I love this problem! I have asked myself this question many times. I think the best way to think about this problem is using forces.

According to physics, objects move (or don't move) because there are forces on them. For example, when you fire an elastic band, you are using a spring force to cause the elastic band to suddenly move. When a ball bounces off the floor, it is using the normal force from the floor to suddenly reverse its momentum (plus spring forces inside the ball--look at this slow-motion video to see what I mean).

When you are standing still, the gravitational force pushing you downwards is exactly balanced by the normal force from the ground pushing you back up, so you don't move at all. So for the school bus problem, if we can keep track of all the important forces on the hovering object, we can figure out how it will move.

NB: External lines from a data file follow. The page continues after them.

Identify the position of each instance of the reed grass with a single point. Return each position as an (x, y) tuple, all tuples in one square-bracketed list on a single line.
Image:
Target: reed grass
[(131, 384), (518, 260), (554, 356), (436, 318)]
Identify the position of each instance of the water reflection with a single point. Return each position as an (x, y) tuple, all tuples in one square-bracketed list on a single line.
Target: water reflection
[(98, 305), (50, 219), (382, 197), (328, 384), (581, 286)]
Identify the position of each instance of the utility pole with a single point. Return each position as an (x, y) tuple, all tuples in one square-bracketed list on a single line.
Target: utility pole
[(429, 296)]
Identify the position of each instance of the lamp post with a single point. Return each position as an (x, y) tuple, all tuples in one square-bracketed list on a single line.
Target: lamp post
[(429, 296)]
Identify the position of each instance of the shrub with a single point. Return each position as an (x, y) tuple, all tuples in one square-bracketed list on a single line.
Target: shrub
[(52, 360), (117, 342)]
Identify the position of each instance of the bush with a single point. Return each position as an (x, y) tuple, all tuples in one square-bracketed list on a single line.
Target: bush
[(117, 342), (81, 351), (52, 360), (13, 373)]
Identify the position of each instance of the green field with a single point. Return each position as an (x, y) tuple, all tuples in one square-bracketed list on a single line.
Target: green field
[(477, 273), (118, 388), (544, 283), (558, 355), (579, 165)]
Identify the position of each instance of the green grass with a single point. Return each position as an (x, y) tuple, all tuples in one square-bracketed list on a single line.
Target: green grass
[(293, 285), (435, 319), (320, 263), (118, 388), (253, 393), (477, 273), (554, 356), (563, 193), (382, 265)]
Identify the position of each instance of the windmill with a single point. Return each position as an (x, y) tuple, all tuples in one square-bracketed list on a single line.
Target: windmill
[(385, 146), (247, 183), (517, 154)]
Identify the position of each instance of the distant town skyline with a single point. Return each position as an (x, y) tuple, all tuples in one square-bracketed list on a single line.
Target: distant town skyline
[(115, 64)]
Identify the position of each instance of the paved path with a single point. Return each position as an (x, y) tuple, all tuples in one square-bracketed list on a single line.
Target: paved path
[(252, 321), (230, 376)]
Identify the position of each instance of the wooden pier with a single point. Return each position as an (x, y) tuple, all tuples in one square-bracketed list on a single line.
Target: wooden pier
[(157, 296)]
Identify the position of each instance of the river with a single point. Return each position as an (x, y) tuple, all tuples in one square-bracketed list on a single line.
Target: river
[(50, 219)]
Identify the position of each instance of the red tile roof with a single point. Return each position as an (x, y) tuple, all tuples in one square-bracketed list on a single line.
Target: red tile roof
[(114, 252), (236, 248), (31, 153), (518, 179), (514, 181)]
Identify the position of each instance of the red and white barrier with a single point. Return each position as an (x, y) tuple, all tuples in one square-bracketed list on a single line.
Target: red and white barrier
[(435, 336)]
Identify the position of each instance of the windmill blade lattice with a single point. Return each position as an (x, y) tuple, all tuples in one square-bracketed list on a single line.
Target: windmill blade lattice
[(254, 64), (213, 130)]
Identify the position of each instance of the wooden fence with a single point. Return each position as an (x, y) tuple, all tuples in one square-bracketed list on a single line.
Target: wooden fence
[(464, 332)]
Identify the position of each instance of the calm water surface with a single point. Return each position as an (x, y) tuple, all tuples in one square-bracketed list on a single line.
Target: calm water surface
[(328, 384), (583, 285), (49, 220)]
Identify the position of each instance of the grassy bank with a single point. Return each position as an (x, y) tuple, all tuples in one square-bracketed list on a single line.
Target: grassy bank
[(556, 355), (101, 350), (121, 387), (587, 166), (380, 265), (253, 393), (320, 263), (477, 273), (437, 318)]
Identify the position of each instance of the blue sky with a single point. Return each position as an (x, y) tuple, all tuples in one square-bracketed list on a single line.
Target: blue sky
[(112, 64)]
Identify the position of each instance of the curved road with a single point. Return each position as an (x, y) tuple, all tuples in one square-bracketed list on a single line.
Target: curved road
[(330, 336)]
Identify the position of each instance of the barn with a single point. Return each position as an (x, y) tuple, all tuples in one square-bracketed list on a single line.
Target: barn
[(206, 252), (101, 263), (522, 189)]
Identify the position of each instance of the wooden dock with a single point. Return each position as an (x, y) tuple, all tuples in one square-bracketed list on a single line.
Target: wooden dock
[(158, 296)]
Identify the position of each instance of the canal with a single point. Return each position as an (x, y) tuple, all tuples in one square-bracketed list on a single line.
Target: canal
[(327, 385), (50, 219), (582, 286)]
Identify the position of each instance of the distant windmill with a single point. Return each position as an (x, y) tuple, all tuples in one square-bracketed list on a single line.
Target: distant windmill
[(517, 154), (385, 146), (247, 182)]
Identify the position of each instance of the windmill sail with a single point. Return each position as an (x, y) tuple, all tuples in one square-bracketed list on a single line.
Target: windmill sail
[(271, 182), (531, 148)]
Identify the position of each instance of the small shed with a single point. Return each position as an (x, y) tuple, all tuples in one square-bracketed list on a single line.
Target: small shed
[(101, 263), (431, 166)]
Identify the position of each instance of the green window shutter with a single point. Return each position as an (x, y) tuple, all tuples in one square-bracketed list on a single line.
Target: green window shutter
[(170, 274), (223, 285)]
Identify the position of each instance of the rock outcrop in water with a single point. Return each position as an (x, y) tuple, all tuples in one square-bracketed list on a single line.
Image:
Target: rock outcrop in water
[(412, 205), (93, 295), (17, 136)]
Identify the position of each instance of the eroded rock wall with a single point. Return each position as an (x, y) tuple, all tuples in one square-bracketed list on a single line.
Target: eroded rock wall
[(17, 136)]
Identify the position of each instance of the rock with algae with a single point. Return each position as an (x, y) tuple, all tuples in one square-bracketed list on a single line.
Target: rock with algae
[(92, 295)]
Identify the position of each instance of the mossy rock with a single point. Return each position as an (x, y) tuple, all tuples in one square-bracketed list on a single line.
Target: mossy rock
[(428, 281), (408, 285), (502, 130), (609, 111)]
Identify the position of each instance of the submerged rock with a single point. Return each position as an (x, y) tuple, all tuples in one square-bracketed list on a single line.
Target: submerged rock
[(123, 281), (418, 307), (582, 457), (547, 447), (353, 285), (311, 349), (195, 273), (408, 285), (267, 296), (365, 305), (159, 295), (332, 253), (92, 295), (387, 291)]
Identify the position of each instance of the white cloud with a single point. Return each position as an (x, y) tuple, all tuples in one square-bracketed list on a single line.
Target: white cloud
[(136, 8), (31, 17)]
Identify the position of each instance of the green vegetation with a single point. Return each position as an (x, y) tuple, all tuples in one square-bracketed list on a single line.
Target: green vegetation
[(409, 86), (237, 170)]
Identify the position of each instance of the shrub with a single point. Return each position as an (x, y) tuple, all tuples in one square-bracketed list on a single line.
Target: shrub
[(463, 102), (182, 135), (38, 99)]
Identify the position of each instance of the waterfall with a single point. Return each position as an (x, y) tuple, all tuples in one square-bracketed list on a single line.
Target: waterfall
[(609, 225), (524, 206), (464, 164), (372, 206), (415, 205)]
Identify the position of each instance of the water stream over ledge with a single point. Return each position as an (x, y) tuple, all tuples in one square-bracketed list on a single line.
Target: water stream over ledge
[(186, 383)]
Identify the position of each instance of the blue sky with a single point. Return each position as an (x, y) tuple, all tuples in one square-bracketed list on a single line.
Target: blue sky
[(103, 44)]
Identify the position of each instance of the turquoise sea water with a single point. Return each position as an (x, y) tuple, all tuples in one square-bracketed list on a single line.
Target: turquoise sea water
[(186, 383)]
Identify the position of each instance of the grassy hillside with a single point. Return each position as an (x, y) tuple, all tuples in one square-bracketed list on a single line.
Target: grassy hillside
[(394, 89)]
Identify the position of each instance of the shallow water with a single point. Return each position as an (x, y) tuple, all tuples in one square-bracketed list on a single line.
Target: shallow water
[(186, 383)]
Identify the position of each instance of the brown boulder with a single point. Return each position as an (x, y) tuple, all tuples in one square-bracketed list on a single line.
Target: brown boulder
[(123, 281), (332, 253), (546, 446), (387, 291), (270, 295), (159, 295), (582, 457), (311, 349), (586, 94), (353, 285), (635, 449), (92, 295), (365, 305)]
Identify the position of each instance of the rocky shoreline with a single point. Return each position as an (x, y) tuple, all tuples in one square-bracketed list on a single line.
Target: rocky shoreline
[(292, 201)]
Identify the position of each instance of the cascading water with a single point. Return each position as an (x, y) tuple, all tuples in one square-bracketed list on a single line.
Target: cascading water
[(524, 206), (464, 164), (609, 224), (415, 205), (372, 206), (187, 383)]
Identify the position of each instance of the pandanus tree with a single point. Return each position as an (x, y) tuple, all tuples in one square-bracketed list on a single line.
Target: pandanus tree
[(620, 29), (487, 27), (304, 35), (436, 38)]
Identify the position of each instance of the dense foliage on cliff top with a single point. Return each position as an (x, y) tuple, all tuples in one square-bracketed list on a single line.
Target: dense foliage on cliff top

First, let's do a simpler case. What forces are there on an object in the bus that is not hovering, say, a student in their seat? As the bus is beginning to move, the student has no forces on them that also makes them move. All they have is gravitational force (down) balanced with normal force (up). But then the seat, part of the moving bus, begins pushing into the student's back. This is also a normal force, but this time it pushes the student forwards. If the bus continues to accelerate, the seat will continue to push the student forwards with a normal force. This way the student "keeps up" with the bus.

Now:what forces are there on an object hovering in the bus? Since it is not falling, it must be supplying some kind of upwards force to balance its downwards gravitational force, and that's it. Nothing is touching the object, so nothing can apply a normal force to it. When the bus moves, the object will be "left behind" by the bus and hit the back window.

The extra part about closing the windows is an interesting addition. You can think of air molecules in the bus like objects, too. But these are very small and moving very fast, so they're constantly zipping around and smashing into each other.

From the point of view of an air molecule, the school bus moves really slowly, so they will hardly notice while they are smashing into each other. If the windows are closed, the air molecules will still fill the inside of the bus pretty evenly. They will bump into the hovering object almost evenly from all sides, so there will not be a net force from the air.

If the windows are open, a current of air might start to flow from the front windows towards the back windows. Now, more air molecules will bump into the hovering object from the front of the bus. This will cause a net force that we call drag, and push the hovering object to the back of the bus even faster.


Answer 2:

That depends on how it's hovering and how much air resistance it has. If it's something that isn't falling to the floor of the school bus because the air is keeping it aloft, then it will move along with the bus because the air that is holding it is moving along with the bus. If you have a toy helicopter or something like that, however, that is staying aloft because it has an engine that is giving it lift, then it will hit the back window.

If the windows are open, then the air in the bus will be able to flow backwards, and it depends on how quickly the air inside can move.